# Experiments 1. Logistic Regression

In [1]:
import numpy as np
import os
#import copy
#import time
#from collections import defaultdict
import matplotlib
import matplotlib.pyplot as plt
import jax
import jax.numpy as jnp
from jax.config import config
import timeit


In [2]:
from methods import gradf_inexact
from methods import GradientDescent, parse_logs, AdaptiveNoiseGD
from methods import ConstantStepSize, AdaptiveL, AdaptiveLdelta

In [3]:
matplotlib.use('Agg')
params = {'legend.fontsize': 20,
          'legend.handlelength': 4,
          "axes.labelsize": 45,
          "xtick.labelsize": 25,
          "ytick.labelsize": 25,
          "lines.linewidth": 2,
           "axes.titlesize":30}
matplotlib.rcParams.update(params)

In [4]:
config.update("jax_enable_x64", True)

In [5]:
path_pics = "../pics/"

In [6]:
def f1(w, X, Y, sigma=0):
    logit = -Y * (X@w)
    logit1 = jnp.clip(logit, None, 0)
    logit2 = jnp.clip(logit, 0, None)
    log = jnp.log(jnp.exp(logit1)+jnp.exp(-logit2)) + logit2
    return (log).sum() / len(Y) + sigma * (w**2).sum()
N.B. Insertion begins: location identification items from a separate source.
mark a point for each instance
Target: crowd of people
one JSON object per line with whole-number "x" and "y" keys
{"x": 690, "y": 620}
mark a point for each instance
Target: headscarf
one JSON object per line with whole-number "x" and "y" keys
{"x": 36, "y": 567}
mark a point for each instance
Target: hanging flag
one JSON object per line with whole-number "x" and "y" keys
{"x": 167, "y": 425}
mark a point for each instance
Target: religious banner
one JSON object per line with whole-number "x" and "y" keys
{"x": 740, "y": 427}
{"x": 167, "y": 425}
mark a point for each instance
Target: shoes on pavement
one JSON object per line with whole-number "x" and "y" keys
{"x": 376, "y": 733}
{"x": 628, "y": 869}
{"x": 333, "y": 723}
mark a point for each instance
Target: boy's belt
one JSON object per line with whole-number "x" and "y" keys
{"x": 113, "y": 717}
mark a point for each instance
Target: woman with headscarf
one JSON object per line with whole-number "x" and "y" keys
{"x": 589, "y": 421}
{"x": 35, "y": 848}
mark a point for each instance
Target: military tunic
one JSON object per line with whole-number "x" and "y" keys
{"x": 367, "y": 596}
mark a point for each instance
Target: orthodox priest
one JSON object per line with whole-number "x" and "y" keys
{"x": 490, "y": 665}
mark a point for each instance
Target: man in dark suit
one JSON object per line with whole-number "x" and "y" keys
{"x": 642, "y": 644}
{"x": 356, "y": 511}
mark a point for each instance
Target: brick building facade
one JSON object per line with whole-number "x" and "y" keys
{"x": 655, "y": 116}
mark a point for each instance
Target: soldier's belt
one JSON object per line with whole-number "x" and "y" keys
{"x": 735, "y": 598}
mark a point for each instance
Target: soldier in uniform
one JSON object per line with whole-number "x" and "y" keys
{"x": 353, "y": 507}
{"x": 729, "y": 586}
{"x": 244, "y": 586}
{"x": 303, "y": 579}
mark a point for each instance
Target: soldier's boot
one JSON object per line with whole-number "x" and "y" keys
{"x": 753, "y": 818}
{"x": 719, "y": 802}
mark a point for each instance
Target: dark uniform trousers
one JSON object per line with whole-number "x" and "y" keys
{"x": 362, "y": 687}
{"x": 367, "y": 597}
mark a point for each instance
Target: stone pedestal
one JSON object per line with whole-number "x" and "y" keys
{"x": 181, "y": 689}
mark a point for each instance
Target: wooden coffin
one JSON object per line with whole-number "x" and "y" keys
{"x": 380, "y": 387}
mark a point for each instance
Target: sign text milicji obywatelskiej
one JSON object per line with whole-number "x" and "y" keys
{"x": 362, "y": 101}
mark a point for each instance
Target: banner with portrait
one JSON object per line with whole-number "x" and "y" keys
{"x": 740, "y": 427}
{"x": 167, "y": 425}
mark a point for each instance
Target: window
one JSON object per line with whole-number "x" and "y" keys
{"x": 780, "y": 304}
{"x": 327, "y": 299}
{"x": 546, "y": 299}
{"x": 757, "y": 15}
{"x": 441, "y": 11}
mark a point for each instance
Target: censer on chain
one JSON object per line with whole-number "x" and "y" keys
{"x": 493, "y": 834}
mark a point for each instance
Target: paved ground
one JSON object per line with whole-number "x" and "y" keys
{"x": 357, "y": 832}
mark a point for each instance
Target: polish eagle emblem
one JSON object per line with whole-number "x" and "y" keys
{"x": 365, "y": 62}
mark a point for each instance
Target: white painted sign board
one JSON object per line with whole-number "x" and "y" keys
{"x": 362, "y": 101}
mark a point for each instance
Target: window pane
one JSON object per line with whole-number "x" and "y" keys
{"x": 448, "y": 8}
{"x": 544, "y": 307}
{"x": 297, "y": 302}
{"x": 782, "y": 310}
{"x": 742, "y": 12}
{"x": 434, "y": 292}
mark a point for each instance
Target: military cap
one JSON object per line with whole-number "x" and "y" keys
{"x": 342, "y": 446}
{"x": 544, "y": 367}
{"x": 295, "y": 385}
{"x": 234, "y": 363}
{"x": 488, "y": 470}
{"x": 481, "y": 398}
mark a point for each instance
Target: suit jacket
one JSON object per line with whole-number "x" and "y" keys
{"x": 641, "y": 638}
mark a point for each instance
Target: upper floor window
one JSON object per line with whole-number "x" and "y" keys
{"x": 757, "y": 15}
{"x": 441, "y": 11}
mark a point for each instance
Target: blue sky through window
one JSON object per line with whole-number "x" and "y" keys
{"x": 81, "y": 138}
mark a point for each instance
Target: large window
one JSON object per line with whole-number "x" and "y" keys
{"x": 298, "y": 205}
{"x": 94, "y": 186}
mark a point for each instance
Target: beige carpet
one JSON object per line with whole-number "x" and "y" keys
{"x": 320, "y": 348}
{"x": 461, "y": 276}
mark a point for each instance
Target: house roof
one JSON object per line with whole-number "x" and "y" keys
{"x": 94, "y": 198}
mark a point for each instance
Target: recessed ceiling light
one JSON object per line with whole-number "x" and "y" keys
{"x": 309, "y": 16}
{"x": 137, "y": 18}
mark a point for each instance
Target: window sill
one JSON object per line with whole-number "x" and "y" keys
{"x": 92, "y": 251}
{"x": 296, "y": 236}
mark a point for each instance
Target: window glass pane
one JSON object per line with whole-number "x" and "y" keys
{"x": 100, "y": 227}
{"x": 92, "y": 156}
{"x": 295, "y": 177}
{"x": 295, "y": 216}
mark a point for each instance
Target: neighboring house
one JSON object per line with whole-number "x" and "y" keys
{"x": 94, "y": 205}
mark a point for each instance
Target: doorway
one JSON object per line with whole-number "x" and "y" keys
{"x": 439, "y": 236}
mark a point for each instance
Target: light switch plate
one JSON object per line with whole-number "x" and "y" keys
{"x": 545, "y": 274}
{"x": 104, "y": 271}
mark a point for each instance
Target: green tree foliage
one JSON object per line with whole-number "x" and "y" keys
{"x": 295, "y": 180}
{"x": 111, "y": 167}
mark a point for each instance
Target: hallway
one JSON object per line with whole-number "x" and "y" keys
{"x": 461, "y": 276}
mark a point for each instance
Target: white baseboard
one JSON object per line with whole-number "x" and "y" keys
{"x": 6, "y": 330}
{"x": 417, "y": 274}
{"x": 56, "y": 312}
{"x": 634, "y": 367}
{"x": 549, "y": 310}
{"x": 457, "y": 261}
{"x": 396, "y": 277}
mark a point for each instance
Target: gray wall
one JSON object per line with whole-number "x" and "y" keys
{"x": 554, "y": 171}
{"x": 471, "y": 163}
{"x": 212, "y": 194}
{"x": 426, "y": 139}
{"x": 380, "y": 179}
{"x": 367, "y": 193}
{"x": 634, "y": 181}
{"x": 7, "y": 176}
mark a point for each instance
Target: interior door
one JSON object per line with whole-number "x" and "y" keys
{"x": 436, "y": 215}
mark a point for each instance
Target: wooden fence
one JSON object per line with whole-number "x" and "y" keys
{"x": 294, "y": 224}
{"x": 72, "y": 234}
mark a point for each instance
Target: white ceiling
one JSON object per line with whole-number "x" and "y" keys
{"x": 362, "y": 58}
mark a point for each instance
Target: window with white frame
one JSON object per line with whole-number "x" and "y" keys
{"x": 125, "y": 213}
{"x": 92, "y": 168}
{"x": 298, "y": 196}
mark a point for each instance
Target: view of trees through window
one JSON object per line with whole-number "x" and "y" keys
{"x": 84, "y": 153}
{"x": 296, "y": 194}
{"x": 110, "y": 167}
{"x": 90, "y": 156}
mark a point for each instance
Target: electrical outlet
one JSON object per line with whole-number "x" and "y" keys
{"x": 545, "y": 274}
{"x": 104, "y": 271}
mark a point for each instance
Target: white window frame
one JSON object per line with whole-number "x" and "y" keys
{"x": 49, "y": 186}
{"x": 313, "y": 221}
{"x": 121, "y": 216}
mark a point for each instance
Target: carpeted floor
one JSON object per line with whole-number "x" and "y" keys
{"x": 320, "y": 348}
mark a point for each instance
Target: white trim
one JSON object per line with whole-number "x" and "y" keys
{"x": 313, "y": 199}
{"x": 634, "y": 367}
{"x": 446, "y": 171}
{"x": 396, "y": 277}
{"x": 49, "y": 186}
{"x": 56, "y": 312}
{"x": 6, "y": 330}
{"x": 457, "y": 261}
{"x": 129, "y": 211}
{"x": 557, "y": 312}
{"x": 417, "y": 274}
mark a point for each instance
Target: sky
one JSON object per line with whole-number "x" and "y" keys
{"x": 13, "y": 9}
gradf = jax.grad(f1, argnums=0, has_aux=False)
jit_gradf = jax.jit(gradf)

## 0. Dataset

Creating of such dataset that logistic regression without regularization has finite solution

In [7]:
np.random.seed(1)
n, m = 100, 200
k = 10
X = np.random.randn(n, m)
X = np.vstack([X, X[-k:]])
w = np.random.randn(m)
Y = np.sign(X @ w)
Y[-k:] *= -1
X.shape, Y.shape, w.shape, np.linalg.norm(w)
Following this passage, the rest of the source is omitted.